Nel migliore dei casi, la Dea toccherà quota 67 punti, nel peggiore resterà a 58. Basta un punto per eguagliare l’anno scorso, due per pareggiare il 2018, tre per superare entrambe le annate. Il settimo posto sembra comunque garantito, ma non è detto che possa bastare per qualificarsi per una competizione europea. Dipenderà dalla Fiorentina, che finirà probabilmente dietro in classifica, ma è finalista di Coppa Italia e semifinalista di Conference League.
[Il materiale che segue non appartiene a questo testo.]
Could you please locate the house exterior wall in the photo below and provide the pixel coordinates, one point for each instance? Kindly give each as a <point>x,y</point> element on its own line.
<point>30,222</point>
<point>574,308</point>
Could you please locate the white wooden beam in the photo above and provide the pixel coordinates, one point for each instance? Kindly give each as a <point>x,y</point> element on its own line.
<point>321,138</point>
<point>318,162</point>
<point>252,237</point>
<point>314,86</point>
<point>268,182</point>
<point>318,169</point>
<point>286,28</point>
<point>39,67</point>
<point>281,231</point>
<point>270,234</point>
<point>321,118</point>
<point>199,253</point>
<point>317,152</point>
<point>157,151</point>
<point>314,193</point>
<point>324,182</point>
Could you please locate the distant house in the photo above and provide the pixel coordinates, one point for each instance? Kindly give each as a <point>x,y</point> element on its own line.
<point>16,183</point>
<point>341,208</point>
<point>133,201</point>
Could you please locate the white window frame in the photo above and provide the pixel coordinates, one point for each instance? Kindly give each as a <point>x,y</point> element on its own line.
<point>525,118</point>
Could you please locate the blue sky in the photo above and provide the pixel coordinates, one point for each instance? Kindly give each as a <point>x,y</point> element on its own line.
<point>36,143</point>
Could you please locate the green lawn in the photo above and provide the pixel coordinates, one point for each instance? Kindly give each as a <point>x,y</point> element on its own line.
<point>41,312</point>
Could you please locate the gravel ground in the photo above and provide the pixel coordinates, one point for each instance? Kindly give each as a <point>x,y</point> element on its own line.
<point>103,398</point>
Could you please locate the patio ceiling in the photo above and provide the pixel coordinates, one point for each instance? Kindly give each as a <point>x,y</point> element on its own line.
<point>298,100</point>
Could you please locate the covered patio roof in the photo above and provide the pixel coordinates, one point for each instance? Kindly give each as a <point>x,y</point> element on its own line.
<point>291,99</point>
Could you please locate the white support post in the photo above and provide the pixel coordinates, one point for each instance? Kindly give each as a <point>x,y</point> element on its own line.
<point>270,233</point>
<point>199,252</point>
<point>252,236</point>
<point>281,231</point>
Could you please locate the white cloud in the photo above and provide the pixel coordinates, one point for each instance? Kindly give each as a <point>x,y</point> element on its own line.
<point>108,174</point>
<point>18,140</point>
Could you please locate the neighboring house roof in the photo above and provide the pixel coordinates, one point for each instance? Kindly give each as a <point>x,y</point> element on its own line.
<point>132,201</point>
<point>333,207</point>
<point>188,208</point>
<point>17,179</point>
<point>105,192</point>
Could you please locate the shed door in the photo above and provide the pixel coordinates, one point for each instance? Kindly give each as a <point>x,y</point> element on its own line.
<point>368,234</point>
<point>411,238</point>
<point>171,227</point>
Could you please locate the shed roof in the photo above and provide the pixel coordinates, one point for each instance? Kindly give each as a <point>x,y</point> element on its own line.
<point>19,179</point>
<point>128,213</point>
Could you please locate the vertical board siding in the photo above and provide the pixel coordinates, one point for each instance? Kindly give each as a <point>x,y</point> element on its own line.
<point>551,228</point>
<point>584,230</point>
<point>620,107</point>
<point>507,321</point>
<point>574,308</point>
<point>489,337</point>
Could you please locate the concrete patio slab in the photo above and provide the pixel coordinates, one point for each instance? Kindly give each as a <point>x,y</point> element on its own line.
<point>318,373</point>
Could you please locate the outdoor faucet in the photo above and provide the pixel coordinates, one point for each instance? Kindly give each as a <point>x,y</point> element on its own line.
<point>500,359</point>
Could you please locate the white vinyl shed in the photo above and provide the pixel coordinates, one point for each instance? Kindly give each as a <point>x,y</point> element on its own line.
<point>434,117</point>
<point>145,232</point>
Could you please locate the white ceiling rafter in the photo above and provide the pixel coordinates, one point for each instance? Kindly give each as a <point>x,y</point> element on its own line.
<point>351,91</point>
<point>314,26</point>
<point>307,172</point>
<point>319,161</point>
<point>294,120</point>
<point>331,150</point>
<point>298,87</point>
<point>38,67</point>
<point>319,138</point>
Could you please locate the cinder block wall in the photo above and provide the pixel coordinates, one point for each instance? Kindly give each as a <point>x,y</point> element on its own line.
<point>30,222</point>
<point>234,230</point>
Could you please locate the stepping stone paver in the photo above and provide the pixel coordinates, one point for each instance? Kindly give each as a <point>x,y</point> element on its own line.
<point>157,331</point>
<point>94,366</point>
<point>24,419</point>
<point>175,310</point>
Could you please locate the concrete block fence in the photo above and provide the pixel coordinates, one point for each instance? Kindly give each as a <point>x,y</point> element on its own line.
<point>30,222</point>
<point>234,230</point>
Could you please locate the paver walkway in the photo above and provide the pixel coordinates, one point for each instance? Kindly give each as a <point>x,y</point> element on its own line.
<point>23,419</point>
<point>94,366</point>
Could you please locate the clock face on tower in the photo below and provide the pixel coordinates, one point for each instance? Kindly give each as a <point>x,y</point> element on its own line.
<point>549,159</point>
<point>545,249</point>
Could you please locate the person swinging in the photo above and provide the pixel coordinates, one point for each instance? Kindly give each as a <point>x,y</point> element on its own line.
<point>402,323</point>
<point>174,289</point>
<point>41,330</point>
Vincendo una delle due andrebbe di diritto in Europa League, strappando il pass alla Dea, che resterebbe per un’altra stagione senza competizioni continentali. Tornando con la mente ad agosto e alle aspettative che circondavano la squadra, non dovrebbe essere qualcosa di sorprendente.

Il percorso però racconta altro. Perché come ha ripetutamente sottolineato Gasperini, l’Atalanta è sempre stata lì. Ha mantenuto il passo di Inter e Milan, ma anche della Roma. E neanche Juventus (che ha fatto su e giù con la penalizzazione) e Lazio sono mai scappate troppo lontano. Insomma, Napoli a parte, si è vista una Dea alla pari delle potenze del campionato.

Nessuno ha fatto lo scatto decisivo in avanti, tanto che è possibile che la soglia Champions sia appena superiore ai 70 punti. Sicuramente basterà una media inferiore ai due punti a gara per entrare tra le prime quattro. Come nel 2019, quando alla Dea ne furono sufficienti 69.

Non riuscire ad approfittare dell’annata molto altalenante un Milan ormai entrato in crisi, di una Inter che ha avuto grandi momenti di difficoltà o di una Juventus che nella prima parte dell’anno ha annaspato non è certo una colpa, ma un peccato probabilmente sì. Un’occasione mancata.

Demeriti da qualche parte ne esistono sicuramente, ma c’è anche un forte fattore di sfortuna. Un enorme fattore sfortuna. Le assenze a rotazione di Lookman, Zapata, Muriel e poi persino Højlund e Boga nel momento più delicato, più Palomino, Djimsiti, Koopmeiners, i cambi in porta, Zappacosta e Hateboer disponibili in maniera beffardamente alternata. Alibi no, condizionamenti sì.

Dubitare che si sia effettivamente fatto il massimo, anche al netto di diversi passi falsi evitabili, rischia di essere ingeneroso. A Salerno è emersa anche la stanchezza fisica e mentale di chi da troppo tempo tira la carretta, mischiata alla frustrazione di dover sempre vedere il piano gara rivoluzionato dagli infortuni e dalla discontinuità.

Si poteva fare meglio in alcune occasioni – pareggio a La Spezia, zero punti col Lecce, gli stop interni con Cremonese, Udinese e Bologna – poteva andare molto peggio in altre. Resta un principio: non è un fallimento e probabilmente nemmeno una delusione. Le chances però c’erano, concrete, che potrebbero non ripresentarsi a breve. E questo rischia di essere un amaro rimpianto.